【鼎革‧革鼎】︰ Raspbian Stretch 《六之 K.3-言語界面-7.2D 》

針對『響度』循名責實,終究把我們帶回『聲壓』這個物理概念︰

Sound pressure

Sound pressure or acoustic pressure is the local pressure deviation from the ambient (average or equilibrium) atmospheric pressure, caused by a sound wave. In air, sound pressure can be measured using a microphone, and in water with a hydrophone. The SI unit of sound pressure is the pascal (Pa).[1]

Mathematical definition

A sound wave in a transmission medium causes a deviation (sound pressure, a dynamic pressure) in the local ambient pressure, a static pressure.

Sound pressure, denoted p, is defined by

  p_{{\mathrm {total}}}=p_{{\mathrm {stat}}}+p,

where

  • ptotal is the total pressure;
  • pstat is the static pressure.

Sound pressure diagram:

  1. silence;
  2. audible sound;
  3. atmospheric pressure;
  4. sound pressure

Sound measurements

Sound intensity

In a sound wave, the complementary variable to sound pressure is the particle velocity. Together, they determine the sound intensity of the wave.
Sound intensity, denoted I and measured in W·m−2 in SI units, is defined by

  {\mathbf I}=p{\mathbf v},

where

  • p is the sound pressure;
  • v is the particle velocity.

……

Inverse-proportional law

When measuring the sound pressure created by an object, it is important to measure the distance from the object as well, since the sound pressure of a spherical sound wave decreases as 1/r from the centre of the sphere (and not as 1/r2, like the sound intensity):[3]

p(r)\propto {\frac {1}{r}}.

This relationship is an inverse-proportional law.

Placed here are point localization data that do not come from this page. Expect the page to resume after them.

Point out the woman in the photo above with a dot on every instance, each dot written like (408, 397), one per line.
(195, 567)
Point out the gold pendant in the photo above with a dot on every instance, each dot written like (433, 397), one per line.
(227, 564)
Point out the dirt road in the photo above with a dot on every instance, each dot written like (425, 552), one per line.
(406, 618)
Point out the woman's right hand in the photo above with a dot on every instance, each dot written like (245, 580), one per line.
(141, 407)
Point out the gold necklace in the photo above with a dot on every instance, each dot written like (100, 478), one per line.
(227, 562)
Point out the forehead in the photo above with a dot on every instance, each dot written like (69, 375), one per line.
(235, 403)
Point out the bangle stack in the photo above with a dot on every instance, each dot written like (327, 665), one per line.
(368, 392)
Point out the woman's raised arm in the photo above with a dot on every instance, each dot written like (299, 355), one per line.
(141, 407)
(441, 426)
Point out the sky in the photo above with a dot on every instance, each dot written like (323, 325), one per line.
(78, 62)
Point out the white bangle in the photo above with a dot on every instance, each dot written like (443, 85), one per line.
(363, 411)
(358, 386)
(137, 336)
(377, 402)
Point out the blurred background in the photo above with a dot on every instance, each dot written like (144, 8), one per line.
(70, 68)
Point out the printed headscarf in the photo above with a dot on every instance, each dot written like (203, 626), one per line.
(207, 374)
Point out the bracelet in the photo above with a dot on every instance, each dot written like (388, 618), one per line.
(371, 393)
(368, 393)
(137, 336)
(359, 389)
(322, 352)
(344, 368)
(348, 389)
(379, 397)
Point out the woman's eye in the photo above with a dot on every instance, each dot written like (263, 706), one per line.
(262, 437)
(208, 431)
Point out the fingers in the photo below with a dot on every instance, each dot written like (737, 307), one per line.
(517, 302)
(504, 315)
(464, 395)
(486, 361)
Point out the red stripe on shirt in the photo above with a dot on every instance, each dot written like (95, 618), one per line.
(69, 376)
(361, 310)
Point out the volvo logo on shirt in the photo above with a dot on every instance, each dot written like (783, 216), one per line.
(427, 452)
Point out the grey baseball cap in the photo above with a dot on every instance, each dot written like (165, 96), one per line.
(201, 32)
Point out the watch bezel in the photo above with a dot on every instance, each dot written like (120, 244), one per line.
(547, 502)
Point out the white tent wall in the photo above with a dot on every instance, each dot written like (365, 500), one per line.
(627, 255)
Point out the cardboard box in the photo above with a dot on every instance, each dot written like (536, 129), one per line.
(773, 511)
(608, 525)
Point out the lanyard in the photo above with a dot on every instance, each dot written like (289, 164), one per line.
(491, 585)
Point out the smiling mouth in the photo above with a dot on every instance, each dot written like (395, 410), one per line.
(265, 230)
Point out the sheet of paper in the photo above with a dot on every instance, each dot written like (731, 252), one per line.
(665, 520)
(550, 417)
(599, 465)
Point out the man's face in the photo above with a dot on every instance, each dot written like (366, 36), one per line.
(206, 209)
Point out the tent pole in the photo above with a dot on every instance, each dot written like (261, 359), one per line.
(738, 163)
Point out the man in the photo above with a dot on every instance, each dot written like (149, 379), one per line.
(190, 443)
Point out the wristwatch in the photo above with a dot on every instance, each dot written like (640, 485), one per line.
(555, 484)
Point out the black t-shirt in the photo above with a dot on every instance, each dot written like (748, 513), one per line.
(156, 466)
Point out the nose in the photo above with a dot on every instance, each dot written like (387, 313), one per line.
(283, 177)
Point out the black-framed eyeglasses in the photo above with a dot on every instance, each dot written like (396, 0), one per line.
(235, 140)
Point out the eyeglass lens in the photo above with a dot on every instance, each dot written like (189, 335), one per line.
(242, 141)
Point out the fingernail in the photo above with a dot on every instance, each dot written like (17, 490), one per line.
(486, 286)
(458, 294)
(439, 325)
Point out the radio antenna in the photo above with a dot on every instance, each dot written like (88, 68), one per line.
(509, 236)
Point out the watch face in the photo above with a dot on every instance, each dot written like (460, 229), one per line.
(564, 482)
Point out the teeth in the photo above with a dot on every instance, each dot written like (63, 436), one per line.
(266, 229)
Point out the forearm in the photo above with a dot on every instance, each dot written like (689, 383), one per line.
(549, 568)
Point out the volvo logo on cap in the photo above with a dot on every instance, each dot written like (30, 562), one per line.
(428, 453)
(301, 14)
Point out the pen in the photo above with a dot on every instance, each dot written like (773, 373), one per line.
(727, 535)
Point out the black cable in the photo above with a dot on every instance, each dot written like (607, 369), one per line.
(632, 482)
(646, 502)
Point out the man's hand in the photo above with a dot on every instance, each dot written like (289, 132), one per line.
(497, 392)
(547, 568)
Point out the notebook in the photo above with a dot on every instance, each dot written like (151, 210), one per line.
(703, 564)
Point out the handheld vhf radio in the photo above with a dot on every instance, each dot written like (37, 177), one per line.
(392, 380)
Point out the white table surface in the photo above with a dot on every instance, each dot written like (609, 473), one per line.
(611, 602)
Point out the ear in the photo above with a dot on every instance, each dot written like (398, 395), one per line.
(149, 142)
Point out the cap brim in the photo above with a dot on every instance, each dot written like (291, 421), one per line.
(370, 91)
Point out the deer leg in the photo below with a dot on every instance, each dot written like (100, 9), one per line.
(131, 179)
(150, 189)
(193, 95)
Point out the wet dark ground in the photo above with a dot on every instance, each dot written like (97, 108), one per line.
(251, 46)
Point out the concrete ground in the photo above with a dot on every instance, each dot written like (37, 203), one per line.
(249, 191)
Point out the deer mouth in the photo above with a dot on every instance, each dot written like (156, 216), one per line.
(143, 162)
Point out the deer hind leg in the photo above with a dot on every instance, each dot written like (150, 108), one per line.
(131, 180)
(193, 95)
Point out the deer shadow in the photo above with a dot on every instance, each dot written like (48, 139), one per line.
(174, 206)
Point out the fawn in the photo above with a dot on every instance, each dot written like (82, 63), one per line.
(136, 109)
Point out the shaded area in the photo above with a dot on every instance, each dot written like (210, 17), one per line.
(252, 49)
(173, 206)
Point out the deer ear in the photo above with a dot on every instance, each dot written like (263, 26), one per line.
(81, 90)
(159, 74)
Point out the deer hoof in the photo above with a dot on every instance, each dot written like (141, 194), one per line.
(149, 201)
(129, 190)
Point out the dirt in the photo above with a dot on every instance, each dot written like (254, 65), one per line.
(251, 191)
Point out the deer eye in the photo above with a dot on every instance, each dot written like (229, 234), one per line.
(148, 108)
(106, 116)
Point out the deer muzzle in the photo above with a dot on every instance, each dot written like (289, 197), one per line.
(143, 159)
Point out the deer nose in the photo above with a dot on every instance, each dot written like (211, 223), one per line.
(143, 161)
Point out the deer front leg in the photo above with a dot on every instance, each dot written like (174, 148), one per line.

If the sound pressure p1 is measured at a distance r1 from the centre of the sphere, the sound pressure p2 at another position r2 can be calculated:

p_{2}={\frac {r_{1}}{r_{2}}}\,p_{1}.

The inverse-proportional law for sound pressure comes from the inverse-square law for sound intensity:

I(r)\propto {\frac {1}{r^{2}}}.

Indeed,

I(r)=p(r)v(r)=p(r)[p*z^{{-1}}](r)\propto p^{2}(r),

where

hence the inverse-proportional law:

p(r)\propto {\frac {1}{r}}.

The sound pressure may vary in direction from the centre of the sphere as well, so measurements at different angles may be necessary, depending on the situation. An obvious example of a sound source whose spherical sound wave varies in level in different directions is a bullhorn.[citation needed]

………

Sound pressure level

Sound pressure level (SPL) or acoustic pressure level is a logarithmic measure of the effective pressure of a sound relative to a reference value.
Sound pressure level, denoted Lp and measured in dB, is defined by[4]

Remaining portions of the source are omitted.